The outpouring of support, for starters. When the news spread that Hennessey, 80, had died after a nine-year fight against prostate cancer, hundreds of people called the funeral home with condolences.

This led to the decision to close the funeral home Monday.

“For the first time in forever, we will be closed on a nonholiday so we can honor Chuck and grieve in our own ways,” Asper said.

The other detail Hennessey couldn’t preplan? The size of the crowd. St. Aloysius holds more than 1,000 people. A standing-room-only crowd is expected.

Hennessey will be remembered Monday as the man who demystified dying by talking candidly about his cancer. And a man who demystified the funeral business.

“He wasn’t the stereotype of a black suit, black tie, solemn face, never cracking a smile, wringing his hands,” said Roger Hulbush, a retired funeral director from Skagit County who got to know Hennessey through the Washington State Funeral Directors Association.

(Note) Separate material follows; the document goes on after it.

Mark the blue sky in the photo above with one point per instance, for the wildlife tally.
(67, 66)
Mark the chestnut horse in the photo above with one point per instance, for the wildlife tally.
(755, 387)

Hennessey dressed in elegant suits, not many of them black. He sported a year-round tan. He was an extrovert in a profession not known for them. He greeted funeral-goers at the doors of memorial services with a smile and, sometimes, a joke.

And Hennessey laughed at the same jokes he heard 300 times a year (that’s how many funerals he averaged annually), including this popular one: “I hope to be vertical, not horizontal, next time I see you.”

On Monday, Hulbush will deliver one of the eulogies. Hennessy chose him for the task, along with David Hamer of Spokane, a retired business owner.

Hamer and Hennessey met 60 years ago while they were students at Gonzaga Prep.

Hennessey worked at the funeral home during high school and was proud of the family business, founded by his grandfather, Emmett Hennessey, in the early 1900s.

Some classmates teased him, calling him “Digger O’Dell,” after the “friendly undertaker” character in the show “Life of Riley.”

But Hennessey “always stood up for himself,” Hamer said. “He was a tough kid. He didn’t take junk off anybody.”

Hennessey became a full-time funeral director in 1955. When the family business was sold to a Houston-based company in 1999, Hennessey didn’t retire, and people are still surprised to learn the business is no longer locally owned.

“A lot of people don’t know, because of Chuck,” Asper said. “He said, ‘My name is on the sign, and I’m going to be there.’ ”

Cancer didn’t force him out, either.

During the past nine years, he proudly recounted to funeral-goers the dozens of chemotherapy treatments he endured.

“He obviously had a different perspective on death than the average individual,” said his son, Kerry Hennessey. “Seeing everything he had seen in his lifetime, he felt it was part of the life cycle. You deal with it.”

In the last several years, Hennessey spent time in Phoenix, where he and his wife of 29 years, Barbara, bought a second home.

“He would fly home immediately upon knowledge of a friend’s service,” Hamer said. “Flying is tiring and if you’re going through radiation and chemo, it’s extremely tiring. But he knew he was responsible and should be here.”

The cancer journey drew Hennessey even closer to his large family – three grown children, two stepchildren, eight grandchildren and five great-grandchildren.

For the past seven years, “we celebrated Sunday dinners at the lake with him almost every Sunday,” Kerry said.

A few weeks ago, Hennessey told his family: “I’m ready to move on. I’ve got a new adventure ahead of me, and I’m looking forward to it.”

On Monday, hundreds of well-wishers will bid him farewell. And park for free. Just as planned.